Adolesence Solstice

Catherine Buchanan

I wandered out of childhood’s snow dusk streetlights,

Buffalo solo, trying to get lost, looking for some time

some place to escape into.

 Was anything they told us actual?

Was life just a list of tasks and tests?

 Was I just a dart in someone’s game?

Are our truths only what we distained unlearning?

                                       *

Serial lives lived  in the same body, our names

should change as we age, reflecting our progress,

revealing our fuck-ups, the places we had to flee.

The police may have persons of interest,

the church its assertions & predrawn conclusions.
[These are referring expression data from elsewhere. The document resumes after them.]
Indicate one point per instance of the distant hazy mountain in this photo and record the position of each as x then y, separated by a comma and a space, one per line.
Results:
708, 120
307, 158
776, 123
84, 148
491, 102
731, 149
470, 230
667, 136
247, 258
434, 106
You and I have only our suspicions, a sense of

where the edge should be, where the end begins.

Dragnet stockings

*

Arrested for raping a robot

he hired the hottest chatbot attorney.

*

That old story, the fine print of life

consent the solitary issue.

Who schedules your weather?  

Did anyone ask for your absentee vote?

*

Isn’t it complex enough already?

The robot had a faithful android dog

infested with transistor fleas & a

venomous bite, who recorded it all.

*

A hung jury.

Peace

*

Just after five, the sun has been down almost an hour.  It did not warm above freezing

today. The delivered supermarket lilies start to open. I guess I could invent some other,

earlier TGIF to occupy.  Maybe not—nostalgia as useful as a vagrant’s zip code tattoo.

*

I associate places with things that fly—this coast gulls, California willets and sandpipers,

Hudson Valley bald eagles, Pago Pago fruit bats and airborne coconut beetles.  Here in

the village the air space has been empty all day, and everything murmurs pointlessness.

*

Despair is the church’s ultimate sin.  It’s also crazy, like getting pissed off at fresh dusk

or celebrating what our senses censor—that sound of wings in the sudden darkness.